IL PERICOLO I morsi di cane sono terribilmente pericolosi. Anche se l’animale è vaccinato il rischio di causare infezioni è abbastanza alto. Occorrerà anche vedere come ridurre i segni delle cicatrici che la bambina rischia di portarsi addosso come ricordo della brutta avventura. Per questo il chirurgo plastico che l’ha operata la sera stessa del ricovero in ospedale, il dottor Danilo Boatto, mantiene la massima prudenza. «Ci vorrà almeno una ventina giorni per capire quale sia l’esatta entità delle ferite». In effetti, si è trattato di un’aggressione paurosa. Il cane si è avventato sulla bambina e ha serrato tra le proprie fauci, come una tenaglia, il volto della piccolina, e poteva finire molto peggio. Le zanne sono penetrate nelle due guance forandole fino alla bocca e all’interno del mento riducendo la faccia a una maschera di sangue.

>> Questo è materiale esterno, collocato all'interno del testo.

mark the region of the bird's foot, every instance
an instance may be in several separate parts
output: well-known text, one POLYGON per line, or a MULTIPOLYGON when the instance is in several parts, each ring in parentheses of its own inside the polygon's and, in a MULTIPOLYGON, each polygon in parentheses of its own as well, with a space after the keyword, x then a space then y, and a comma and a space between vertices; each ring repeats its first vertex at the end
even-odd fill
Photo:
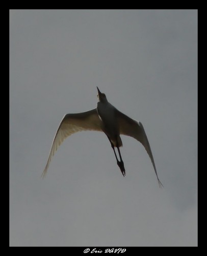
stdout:
POLYGON ((117 161, 117 164, 118 166, 120 168, 120 169, 121 170, 121 173, 122 174, 122 175, 123 177, 124 177, 126 175, 126 174, 125 173, 125 168, 124 168, 124 165, 123 164, 123 161, 121 161, 119 162, 119 161, 117 161))

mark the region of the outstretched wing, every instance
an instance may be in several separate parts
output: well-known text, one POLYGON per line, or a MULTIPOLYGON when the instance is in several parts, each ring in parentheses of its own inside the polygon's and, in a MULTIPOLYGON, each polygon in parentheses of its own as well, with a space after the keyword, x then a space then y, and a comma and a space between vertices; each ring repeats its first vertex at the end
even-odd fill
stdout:
POLYGON ((42 173, 43 178, 46 175, 52 157, 63 141, 73 133, 88 130, 102 131, 96 109, 86 112, 65 115, 53 140, 47 164, 42 173))
POLYGON ((120 134, 132 137, 142 144, 151 159, 160 187, 163 186, 158 178, 150 146, 142 123, 141 122, 138 122, 136 120, 132 119, 118 110, 116 110, 116 111, 117 112, 117 115, 119 122, 120 134))

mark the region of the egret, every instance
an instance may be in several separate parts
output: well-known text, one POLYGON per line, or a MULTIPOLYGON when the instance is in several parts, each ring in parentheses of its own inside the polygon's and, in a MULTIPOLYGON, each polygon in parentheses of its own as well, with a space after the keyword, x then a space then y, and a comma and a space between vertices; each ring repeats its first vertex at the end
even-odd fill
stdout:
POLYGON ((120 135, 131 136, 141 142, 151 159, 160 187, 163 186, 158 178, 149 141, 141 122, 133 119, 119 111, 109 102, 106 95, 101 93, 98 87, 97 89, 99 101, 96 109, 86 112, 67 114, 63 117, 53 140, 42 177, 45 176, 51 159, 58 147, 67 137, 82 131, 97 131, 104 132, 107 135, 123 177, 125 176, 125 170, 119 149, 123 145, 120 135), (117 148, 120 161, 117 158, 115 147, 117 148))

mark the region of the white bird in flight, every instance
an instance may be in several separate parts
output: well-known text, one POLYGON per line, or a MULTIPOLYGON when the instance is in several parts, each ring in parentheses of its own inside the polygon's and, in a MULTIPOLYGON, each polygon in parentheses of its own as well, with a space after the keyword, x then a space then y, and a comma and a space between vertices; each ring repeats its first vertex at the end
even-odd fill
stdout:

Due squarci profondi, ferite estese e perforanti che, in sala operatoria, hanno richiesto decine di punti di sutura. Anzi, il dottor Boatto ha chiesto la collaborazione di una collega specialista di chirurgia maxillo-facciale, la dottoressa Katherine Ann Piacentile, per accertare se i morsi avessero provocato danni alle ossa del massiccio facciale. Oggi, quindi, i medici della chirurgia pediatrica, il reparto diretto dal primario Fabio Chiarenza dova la bambina è ricoverata dal 31 dicembre, decideranno se dimetterla o meno, in attesa di sviluppi che, come detto, si potranno sapere con chiarezza solo verso la fine di gennaio.